Leben 10. Februar 2016

Wer googelt, der findet

Die Top 50 Krankheitssuchbegriffe spiegeln die Ängste der Patienten wider.

Wirft man einen Blick in die einschlägigen Boulevardmedien, so hat man den Eindruck, die größten gesundheitlichen Risiken wären Ebola-Gurken, Vögel mit Grippe, Sprengstoffgürtel von Islamisten und die Abgase garantiert abgasfreier Fahrzeuge aus der VW-Audi-Gruppe. Die meisten Österreicher versterben bekanntermaßen jedoch weder an Gurken noch an Bomben, sondern an Herz-Kreislauferkrankungen.
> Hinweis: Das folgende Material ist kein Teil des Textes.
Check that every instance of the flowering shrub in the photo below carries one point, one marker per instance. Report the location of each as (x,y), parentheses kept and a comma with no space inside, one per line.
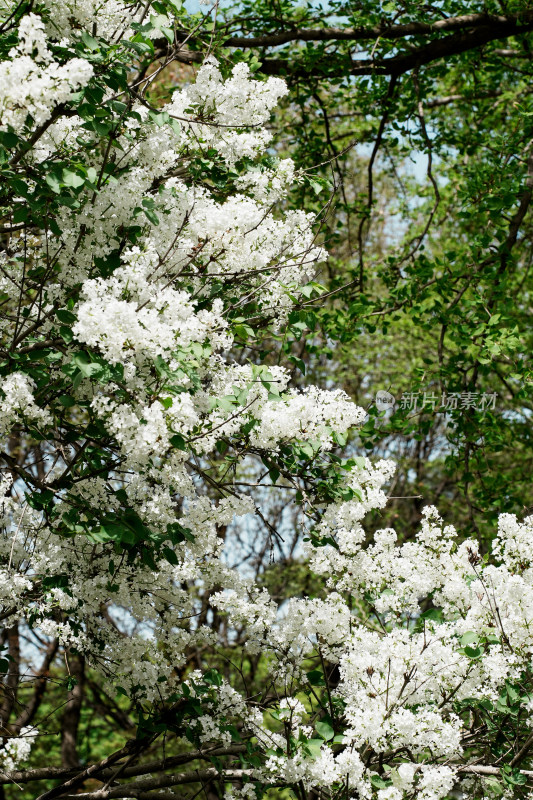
(141,247)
Das taugt jedoch nur bedingt zu einer Schlagzeile, selbst die Headline „Brutaler Plaque verstopft Herzkranzgefäß. Opfer in Lebensgefahr!“ kann man höchstens drucken, wenn das Herzkranzgefäß einem prominenten Mitbürger gehört.

Was unsere Patienten nun tatsächlich emotional bewegt, lässt sich am besten aus den Ergebnissen der Analysen von Google eruieren. Der Datenriese notiert sich akribisch, was die Menschen in die Suchmaske eintippen. Doch dafür, dass die Suchmaschine, eigenen Angaben zufolge, die Privatsphäre seiner User mit allen Mitteln zu schützen trachtet, gibt sich Google doch überraschend mitteilsam, wenn es darum geht, die Interessensgebiete der Kunden an befreundete Unternehmen weiterzugeben oder sonst irgendwie auszuposaunen.

So wurden in Deutschland unlängst die Top 50 Krankheitssuchbegriffe publik gemacht. Damit hat Dr. Google seine Schweigepflicht jedoch nicht gebrochen, da es nur um Statistiken und nicht um Einzelpersonen geht. Solche sensiblen Daten dürfen natürlich nicht alle wissen. Nur diejenigen, die dafür zahlen. Bemerkenswerterweise deckt sich die Suchstatistik nicht mit der Krankheitsstatistik. Hier dürfte es andere Faktoren geben, die die Attraktivität einer Erkrankung mehr beeinflussen als die Häufigkeit. Denn die erste Herz-Kreislauferkrankung, der „Blutdruck“, rangiert auf Rang 10. Nicht einmal, wenn man die „koronare Herzkrankheit“ (Rang 21) dazuzählt, kommt man nur annähernd zum Top-Suchbegriff: „Schilddrüsenvergrößerung“ (Struma).

Natürlich googelt man rasch mal, was man beim morgendlichen Blick in den Spiegel zu sehen bekommt. Und auch wenn diese Vergrößerung am Hals meistens ein Doppelkinn ist, googelt man eine mögliche Schilddrüsenerkrankung. Dass „Hämorrhoiden“ sich auf Rang 3 befinden, könnte Aufschluss darüber geben, wem der zweite morgendliche Blick in den Spiegel gilt. Die gesuchte Diagnose „ADHS“ (Rang 7) ist wahrscheinlich dem morgendlichen Blick auf den Nachwuchs zuzuordnen, der Begriff „HIV“ (Rang 17) auf den morgendlichen Blick auf eine weitere Person im Bett, an deren Namen man sich nicht mehr erinnern kann. Andererseits ist der „Schnupfen“ mit Platz 28 bemerkenswert weit hinten angesiedelt. Und selbst „Erektionsstörungen“ rangieren erst an 44. Stelle unter „ferner liefen“ oder besser gesagt „ferner standen“.

Nicht immer bilden die Googl-Suchbegriffe die Wirklichkeit ab. Sonst wäre „Kim Kardashian“ die wichtigste Amerikanerin und „Andreas Gabalier“ der beliebteste Österreicher. Und das wäre dann doch etwas zu weit hergeholt.